An article I read recently addressed how most women must constantly be cautious and aware, wherever they go, check in with friends or family when they arrive home from a night out, or record details about a man they are meeting for business or social reasons in case he later turns out to be a harasser, abuser, stalker or even killer. Men don’t have to do that. We breeze through life never knowing what it’s like to have to be constantly fearful that the opposite gender may destroy your life psychologically and maybe even physically.

Men have been terrorists against women and girls. Not all men, but men are the chief offenders. I don’t even have to support this claim with statistics. Google even the most optimistic numbers and it’s still agonizingly clear that men have been terrorizing women and girls for centuries. And things should be better in the “enlightened” 21st century. But they’re not. There are pockets of decency in our world, in different places, during different periods, but the lives of women have not significantly improved at all, even though we may point to the feminist movement and to women in the workforce and in traditionally male professions. It’s still a frightening life for women and girls in this rape culture we live in. I have a young daughter, and every day I am aware that her life and her heart could be mutilated forever by the actions of men.

Women are taking action. Women are raising their voices more loudly than ever, and the #metoo movement was a brave and bold example of activism for women who decided they could be silent no longer. Many men supported #metoo and, realistically, many men in this world are not manipulators and abusers and rapists and killers. If we were all that way, the human race couldn’t have survived this long under such relentless gender tyranny. But the problem of cultural sexism and systematic violence against women cannot be solved by the women’s movement alone.

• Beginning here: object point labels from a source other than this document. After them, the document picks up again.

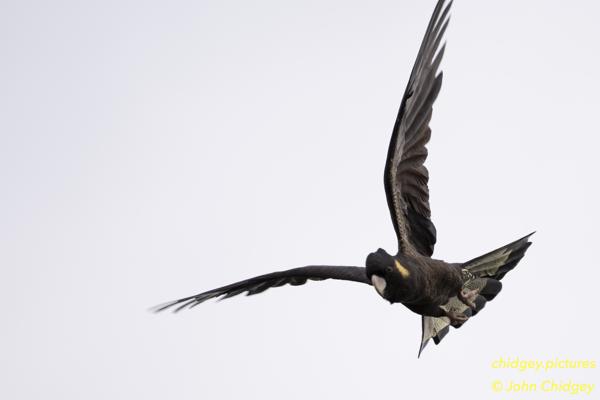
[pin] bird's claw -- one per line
(456, 319)
(468, 297)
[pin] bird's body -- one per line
(443, 293)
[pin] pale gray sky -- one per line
(151, 150)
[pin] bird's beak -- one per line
(379, 284)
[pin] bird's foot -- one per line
(468, 297)
(456, 319)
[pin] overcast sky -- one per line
(151, 150)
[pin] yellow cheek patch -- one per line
(402, 269)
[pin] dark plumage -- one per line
(443, 293)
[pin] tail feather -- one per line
(487, 271)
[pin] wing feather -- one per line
(406, 177)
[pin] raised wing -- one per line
(258, 284)
(405, 175)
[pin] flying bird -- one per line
(444, 294)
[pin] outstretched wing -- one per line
(405, 175)
(258, 284)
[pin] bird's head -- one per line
(386, 273)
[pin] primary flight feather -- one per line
(444, 294)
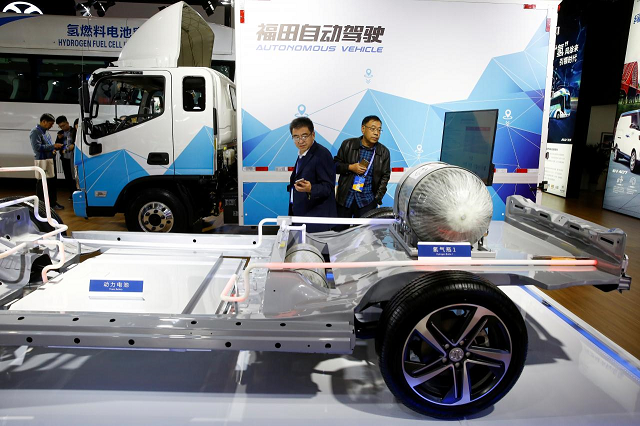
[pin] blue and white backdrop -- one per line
(407, 62)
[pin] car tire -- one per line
(156, 210)
(379, 213)
(42, 226)
(633, 163)
(443, 327)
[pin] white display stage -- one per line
(573, 376)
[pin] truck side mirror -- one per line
(85, 103)
(156, 105)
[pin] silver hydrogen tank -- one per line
(440, 202)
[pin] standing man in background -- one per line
(364, 166)
(312, 182)
(44, 154)
(66, 154)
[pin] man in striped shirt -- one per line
(364, 166)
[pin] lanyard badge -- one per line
(358, 181)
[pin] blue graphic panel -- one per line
(514, 84)
(198, 157)
(110, 173)
(516, 148)
(264, 199)
(252, 127)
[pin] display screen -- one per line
(467, 141)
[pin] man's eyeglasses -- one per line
(302, 137)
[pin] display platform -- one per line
(572, 376)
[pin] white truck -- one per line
(153, 126)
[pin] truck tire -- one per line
(379, 213)
(451, 344)
(156, 210)
(42, 226)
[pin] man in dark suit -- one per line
(313, 180)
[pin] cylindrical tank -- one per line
(441, 202)
(308, 253)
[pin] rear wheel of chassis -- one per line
(451, 344)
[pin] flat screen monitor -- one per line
(467, 141)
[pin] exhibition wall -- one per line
(565, 93)
(621, 191)
(407, 62)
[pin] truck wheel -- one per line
(42, 226)
(451, 344)
(156, 210)
(379, 213)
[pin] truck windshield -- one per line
(122, 102)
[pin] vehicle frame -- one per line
(450, 342)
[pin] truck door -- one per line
(193, 127)
(132, 124)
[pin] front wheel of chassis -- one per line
(451, 344)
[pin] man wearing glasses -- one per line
(364, 166)
(312, 182)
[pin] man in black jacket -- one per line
(312, 183)
(364, 166)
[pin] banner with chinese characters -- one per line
(621, 192)
(78, 35)
(565, 92)
(39, 33)
(407, 62)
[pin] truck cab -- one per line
(153, 126)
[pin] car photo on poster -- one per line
(627, 140)
(560, 104)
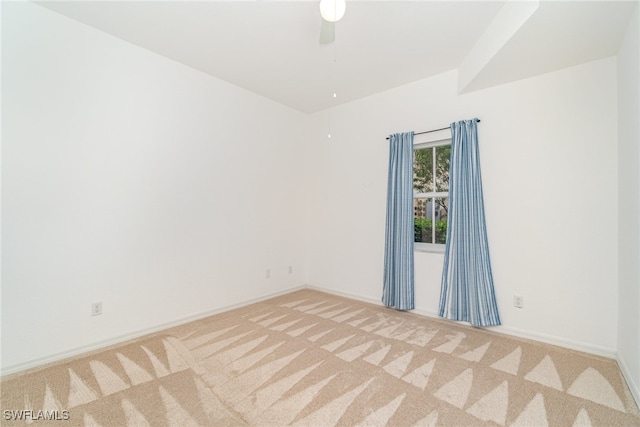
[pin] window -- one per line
(431, 194)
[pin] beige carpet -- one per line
(309, 358)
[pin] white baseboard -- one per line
(40, 362)
(535, 336)
(634, 387)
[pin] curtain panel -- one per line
(398, 291)
(467, 291)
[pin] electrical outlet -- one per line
(518, 301)
(96, 308)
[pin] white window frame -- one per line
(422, 246)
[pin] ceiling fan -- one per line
(332, 11)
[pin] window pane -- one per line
(443, 153)
(423, 170)
(441, 211)
(422, 224)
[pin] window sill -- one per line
(428, 248)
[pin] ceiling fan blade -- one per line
(327, 32)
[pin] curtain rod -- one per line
(435, 130)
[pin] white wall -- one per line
(549, 163)
(629, 203)
(136, 181)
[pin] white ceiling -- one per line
(271, 47)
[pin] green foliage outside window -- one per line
(423, 230)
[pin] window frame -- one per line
(436, 142)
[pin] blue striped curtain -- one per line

A sea change has to transform the hearts and minds of men.

Here’s an observation. In the 21st century, there’s a growing cult of disaffected, disenfranchised heterosexual men, most of them in their youth, who have proudly labeled themselves “incels” (involuntary celibates). Their delusion is that they are decent, worthy men who have no relationships with women because most women are shallow and choose worthless male sexual partners who ultimately harm them. The “incels” are a paradox because they seem to desire women and yet they openly loathe women and attack them verbally and even physically.  Their mission doesn’t seem to be about convincing women to be with them but rather to “expose” women, label them hypocrites, and hurl abuse at them.  The majority of incels appear to be angry, bitter, immature men who are indiscriminately projecting their feelings of failure and frustration on the entire gender of women. If the “incel” movement could be plotted on a graph chart along with the rise of feminism in Western society, you would see that modern feminism predated it by at least 60 years or more. So why is this confederacy of malus masculinum only appearing now? Plot the rise of social media on the same graph chart and you’ll see the connection. Men who are disconnected not only from women but from other men as well, finding common ground with other isolated, delusional men only through the virtual threads of social media.

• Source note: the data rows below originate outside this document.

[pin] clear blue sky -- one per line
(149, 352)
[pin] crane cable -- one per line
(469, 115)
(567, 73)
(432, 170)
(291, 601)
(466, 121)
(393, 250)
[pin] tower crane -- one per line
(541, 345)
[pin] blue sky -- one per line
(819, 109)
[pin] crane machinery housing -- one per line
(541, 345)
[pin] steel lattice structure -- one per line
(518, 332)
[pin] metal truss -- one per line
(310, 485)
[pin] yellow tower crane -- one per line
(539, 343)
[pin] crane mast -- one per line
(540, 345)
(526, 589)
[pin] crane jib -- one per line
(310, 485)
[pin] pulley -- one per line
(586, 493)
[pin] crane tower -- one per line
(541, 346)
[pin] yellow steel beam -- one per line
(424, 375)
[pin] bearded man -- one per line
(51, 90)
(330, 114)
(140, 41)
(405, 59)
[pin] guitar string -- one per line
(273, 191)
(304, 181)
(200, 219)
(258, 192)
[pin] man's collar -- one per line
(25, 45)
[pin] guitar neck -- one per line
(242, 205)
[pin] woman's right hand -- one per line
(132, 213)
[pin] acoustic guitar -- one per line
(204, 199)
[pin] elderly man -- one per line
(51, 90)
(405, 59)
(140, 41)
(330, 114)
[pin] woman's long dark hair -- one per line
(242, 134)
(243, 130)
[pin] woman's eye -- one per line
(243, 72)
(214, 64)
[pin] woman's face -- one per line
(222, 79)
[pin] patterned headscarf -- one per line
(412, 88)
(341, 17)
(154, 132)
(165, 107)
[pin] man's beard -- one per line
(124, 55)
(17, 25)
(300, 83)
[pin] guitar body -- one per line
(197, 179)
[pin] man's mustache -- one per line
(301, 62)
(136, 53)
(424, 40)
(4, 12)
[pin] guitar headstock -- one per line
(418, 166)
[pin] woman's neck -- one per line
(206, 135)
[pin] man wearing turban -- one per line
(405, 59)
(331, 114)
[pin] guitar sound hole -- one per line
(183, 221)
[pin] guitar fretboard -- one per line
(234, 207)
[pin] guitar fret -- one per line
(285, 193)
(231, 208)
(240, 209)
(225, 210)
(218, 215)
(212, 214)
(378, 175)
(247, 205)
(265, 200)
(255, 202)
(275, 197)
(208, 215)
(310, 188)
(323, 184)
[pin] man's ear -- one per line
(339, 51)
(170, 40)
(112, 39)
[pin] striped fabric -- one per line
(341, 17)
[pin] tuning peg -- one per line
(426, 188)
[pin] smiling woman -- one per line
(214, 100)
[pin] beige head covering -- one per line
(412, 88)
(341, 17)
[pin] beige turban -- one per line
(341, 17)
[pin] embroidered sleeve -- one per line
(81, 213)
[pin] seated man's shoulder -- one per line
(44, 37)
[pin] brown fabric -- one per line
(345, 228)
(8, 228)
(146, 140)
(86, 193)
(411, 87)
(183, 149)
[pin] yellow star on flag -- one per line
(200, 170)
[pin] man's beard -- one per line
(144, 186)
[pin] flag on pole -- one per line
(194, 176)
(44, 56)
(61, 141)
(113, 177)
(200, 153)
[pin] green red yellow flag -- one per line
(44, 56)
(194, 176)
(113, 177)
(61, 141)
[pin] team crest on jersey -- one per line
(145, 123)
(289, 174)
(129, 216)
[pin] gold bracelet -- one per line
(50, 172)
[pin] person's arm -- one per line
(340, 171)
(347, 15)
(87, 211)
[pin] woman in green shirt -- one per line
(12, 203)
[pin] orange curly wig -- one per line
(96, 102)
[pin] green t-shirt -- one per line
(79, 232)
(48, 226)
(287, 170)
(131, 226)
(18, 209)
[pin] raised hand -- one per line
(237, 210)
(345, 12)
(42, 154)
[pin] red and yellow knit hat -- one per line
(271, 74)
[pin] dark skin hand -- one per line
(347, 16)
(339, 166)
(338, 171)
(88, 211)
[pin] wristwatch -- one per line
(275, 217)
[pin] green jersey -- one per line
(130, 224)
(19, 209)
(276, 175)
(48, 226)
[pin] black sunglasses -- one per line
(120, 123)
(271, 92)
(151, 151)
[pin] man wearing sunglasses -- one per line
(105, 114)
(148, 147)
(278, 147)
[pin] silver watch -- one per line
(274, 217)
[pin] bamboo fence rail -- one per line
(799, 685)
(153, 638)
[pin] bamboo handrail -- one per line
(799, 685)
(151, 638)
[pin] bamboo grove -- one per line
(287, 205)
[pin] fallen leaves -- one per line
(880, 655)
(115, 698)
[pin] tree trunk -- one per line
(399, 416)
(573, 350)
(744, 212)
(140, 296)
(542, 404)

And it’s not only the “incels.” That would be letting the male gender off too easily. We’re all responsible for ourselves as a gender, and although it may feel distasteful to most men, we’re also responsible for the behavior of the child-men of the “incel” movement. We need to step up, man up, and speak up for women, and unite against fanatics such as “incels” as well as against extremists such as abusers and killers. And before we become too self-righteous when we stand against the ideological and pathological misogynists, let’s look at one another and also examine ourselves in the mirror to understand how our own behavior is affecting the women in our lives.

There’s no disgrace in being a man; the only disgrace is in allowing ourselves and other men to degrade our gender by oppressing our mothers, daughters, partners, friends, colleagues and neighbors.